Citing NFHS report, he said around 42.1% of the under-5 tribal children are stunted; 22.8% wasted; and 72.9% anaemic, according to NFHS, said Kar. These figures are higher than that of the general category. In general category, the figures are 31%; 18.1% and 64.2% respectively. As far as women are concerned, the prevalence of anaemia among tribal and general category is 71.7% and 64.3% respectively, pointed out Kar.
Jagadananda, Mentor and Co-Founder of CYSD, underlined the need for a multi-stakeholder partnership not only to reduce the difference but to end malnutrition. The stakeholders need a robust planning and execution to end malnutrition by 2036, the year of Odisha’s centenary celebration.
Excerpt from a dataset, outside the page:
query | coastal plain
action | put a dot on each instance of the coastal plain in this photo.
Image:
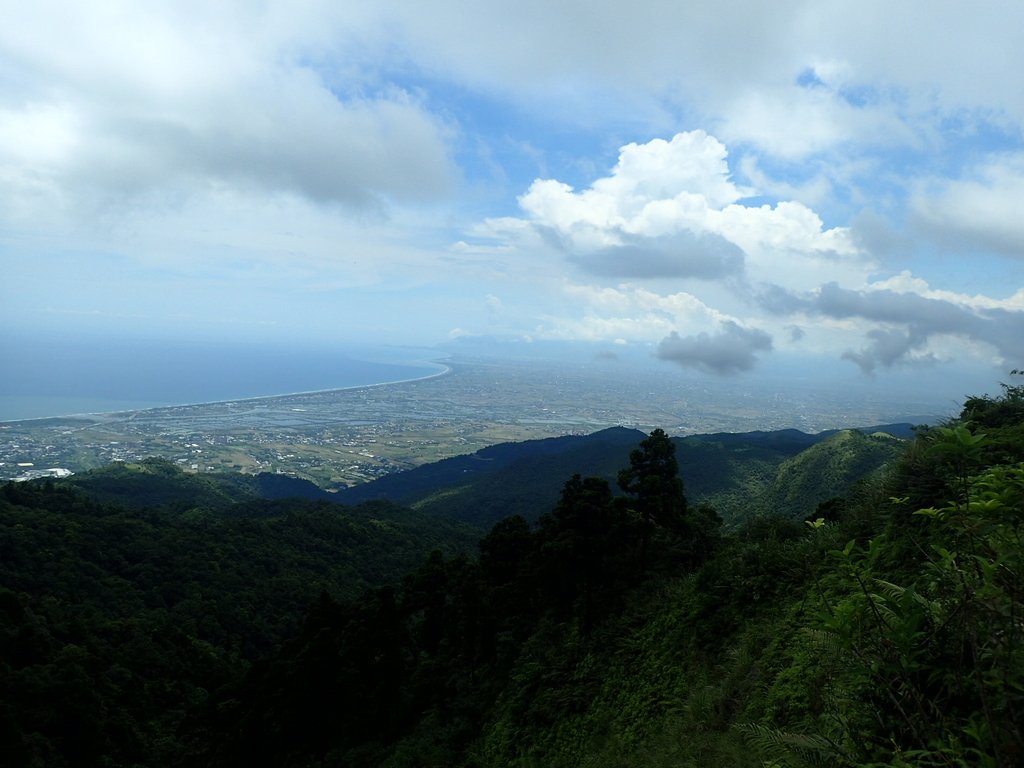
(344, 437)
Ranglal Jamuda, Board Secretary CFNS, underlined the need to realize Community Forest Rights and Community Forest Resources Rights under the Forest Rights Act to ensure nutrition security of the tribal communities.
“The tribes share a symbiotic relationship with the forests they dwell in. Lack of ownership of tribals over their forests, on which they have been depending on for generations, and thus conserving it for sustainable use, lead to loss of forest cover, loss of their forest-based livelihood and vanishing of forest food. All these take a toll on their food security,” pointed out Jamuda, who was the first chairperson of Odisha State Food Commission.
Pramod Kumar Merkap, Chairperson, Odisha State Food Commission, highlighted that in order to achieve nutritional security of the tribes, the planning should be micro-level and need based. He underlined the need for proper implementation of Van Dhan Yojana that aims at value addition of minor forest produce (MFP) and development of MFP value chain. “It is an important tool to improve the tribal income and thus can ensure nutritional security,” he added.
Sourav Bhattacharjee, Nutrition Specialist, Unicef-Odisha, gave an insight into the wasting in tribals. He underscored the need of timely detection and enrolment of Severe Acute Malnourished (SAM) children into Community-Based Management of Acute Malnutrition (CMAM) programme.
Sneha Mishra, Secretary, Aaina, a city-based NGO, delivered the welcome address and Dr Mukesh Sahoo proposed the vote of thanks.